I am using a vintage Kitchen Aid, Model KSM90/300 Watts/115 Volts/Hz 60 with a stainless bowl that locks /twists into the base. I have a professional model at another location. I can't say the performance is any different, but since the vintage model was not used for decades, oil would leak from the motor for several uses. It heats up with prolonged, high speed mixing, but seems to perform as it should. I do have to stop and scrape the bottom of the bowl to ensure no dry flour remains. If and when these puppies break down, I would like to invest in a European mixer. I remember my mother's old Sunbeam mixer from the 60's ran for years. Why can't machinery be built to last or be repaired to continue functioning, so we don't create so much waste?

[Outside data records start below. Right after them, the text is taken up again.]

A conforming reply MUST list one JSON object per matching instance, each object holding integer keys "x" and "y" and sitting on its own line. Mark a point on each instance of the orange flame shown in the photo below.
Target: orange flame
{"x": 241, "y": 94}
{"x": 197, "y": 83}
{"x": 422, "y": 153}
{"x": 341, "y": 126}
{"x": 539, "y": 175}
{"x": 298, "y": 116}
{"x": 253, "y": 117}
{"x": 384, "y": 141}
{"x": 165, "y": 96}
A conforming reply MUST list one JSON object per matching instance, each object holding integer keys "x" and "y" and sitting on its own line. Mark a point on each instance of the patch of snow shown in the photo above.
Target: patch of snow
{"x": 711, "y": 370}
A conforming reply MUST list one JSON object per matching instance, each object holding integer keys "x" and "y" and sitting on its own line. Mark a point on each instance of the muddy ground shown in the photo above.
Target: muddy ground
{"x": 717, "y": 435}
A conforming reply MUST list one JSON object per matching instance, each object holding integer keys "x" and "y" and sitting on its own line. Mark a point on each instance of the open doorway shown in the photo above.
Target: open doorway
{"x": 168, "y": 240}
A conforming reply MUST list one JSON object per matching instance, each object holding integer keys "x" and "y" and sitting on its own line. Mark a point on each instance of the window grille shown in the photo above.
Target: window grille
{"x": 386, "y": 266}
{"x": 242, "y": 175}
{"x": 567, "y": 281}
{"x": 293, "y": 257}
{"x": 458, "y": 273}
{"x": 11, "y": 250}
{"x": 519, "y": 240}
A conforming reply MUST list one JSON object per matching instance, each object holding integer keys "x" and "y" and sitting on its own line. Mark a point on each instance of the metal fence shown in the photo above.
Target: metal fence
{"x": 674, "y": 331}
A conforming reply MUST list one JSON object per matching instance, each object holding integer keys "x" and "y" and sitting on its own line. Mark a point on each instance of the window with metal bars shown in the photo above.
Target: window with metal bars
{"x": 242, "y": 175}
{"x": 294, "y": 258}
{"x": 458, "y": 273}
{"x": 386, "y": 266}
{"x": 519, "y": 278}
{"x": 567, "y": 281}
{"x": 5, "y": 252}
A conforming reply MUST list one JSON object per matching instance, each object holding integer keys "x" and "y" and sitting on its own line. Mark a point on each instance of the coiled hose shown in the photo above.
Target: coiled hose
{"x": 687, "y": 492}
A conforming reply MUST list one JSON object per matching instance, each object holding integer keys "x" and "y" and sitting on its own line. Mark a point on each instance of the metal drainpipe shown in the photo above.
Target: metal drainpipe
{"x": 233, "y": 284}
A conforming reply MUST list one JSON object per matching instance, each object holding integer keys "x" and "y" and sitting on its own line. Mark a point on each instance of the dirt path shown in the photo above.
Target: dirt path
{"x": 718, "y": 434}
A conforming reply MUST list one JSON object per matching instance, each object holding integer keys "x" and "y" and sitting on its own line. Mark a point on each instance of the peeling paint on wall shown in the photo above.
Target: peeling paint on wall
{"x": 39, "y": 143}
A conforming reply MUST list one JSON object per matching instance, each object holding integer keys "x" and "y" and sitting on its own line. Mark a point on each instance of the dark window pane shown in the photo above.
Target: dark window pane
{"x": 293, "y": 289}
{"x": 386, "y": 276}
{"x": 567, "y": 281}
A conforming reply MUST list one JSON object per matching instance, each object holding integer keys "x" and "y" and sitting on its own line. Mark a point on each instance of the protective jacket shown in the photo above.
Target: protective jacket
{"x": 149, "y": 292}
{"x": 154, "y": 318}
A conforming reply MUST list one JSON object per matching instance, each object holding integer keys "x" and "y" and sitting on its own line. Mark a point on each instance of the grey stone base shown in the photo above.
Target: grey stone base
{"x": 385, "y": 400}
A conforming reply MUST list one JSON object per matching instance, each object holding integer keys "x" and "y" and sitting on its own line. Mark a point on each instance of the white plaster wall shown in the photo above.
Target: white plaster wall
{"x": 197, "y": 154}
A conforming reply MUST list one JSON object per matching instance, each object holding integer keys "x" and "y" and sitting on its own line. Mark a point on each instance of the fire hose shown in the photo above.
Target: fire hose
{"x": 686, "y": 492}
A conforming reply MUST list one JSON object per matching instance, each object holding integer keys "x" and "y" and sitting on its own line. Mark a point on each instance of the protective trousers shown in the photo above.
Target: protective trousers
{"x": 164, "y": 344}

I once saw a donut forger on a battleship museum that looked like it could still function. I would like to see something engineered and built in the US that isn't disposable and is worth the investment, for many years of use.
I have two Kitchen Aide stand mixers, one large one small, and I have never had a problem and I do whatever the recipe calls for. I never realized there is a manufacturer's recommendation of such limited use - yikes. Lately, I have been using a $10 pawn shop Cuisinart bread machine for the first mix/knead - I think it does a better job than either of my Kitchen Aide mixers (I never use it to bake, though).
Have at it. Rant away. I am on my 3rd home mixer in well less than 10 years, which is somewhat embarassing, and I can tell it's nearly time to start looking again. Once a long long time ago, I had a Hobart that was a workhorse, and another time had a first gen Breville that was too small but held up better than expected (though a subsequent model did not.) But I keep going back to a Kitchenaid, because I would love to have just one sturdy all-around mixer that is as good for meringue as it is for breads. I am starting to think I should have had two mixers all along.
I’m tempted to get a Braun. I have a 20 year old 6 qt Pro KA and it struggles with well hydrated dough.
Looking forward to the rant. I left my KitchenAid for an Ank ... but it too has its problems. Still in search of the perfect mixer.
I'd be curious to know when or what model Kitchen Aid started saying that. Everyone I know with a 30 or 40 year old Kitchen Aid is happy with them but everyone with a newer one struggles. With bread at least. I had a frustrating time with a 6 qt Pro trying to make 2-3 loaves at a time. I bought an Ankarsrum and never looked back. Despite the conventional wisdom that there's a steep learning curve with an Ank, mine only lasted one afternoon.
Thanks for this information. I have a Kitchen Aide that has to be over 30 years old. I agree with why can't things be made that will last. I don't want to continue buying appliances that should last and disappoint.
Honestly, I never do dough in the mixer anymore, since I went low-knead (I call it the Dan Lepard approach because I learned it from him). I now have a 1970s avocado Kitchenaid that I inherited from my grandma and it's only for cake and cookies.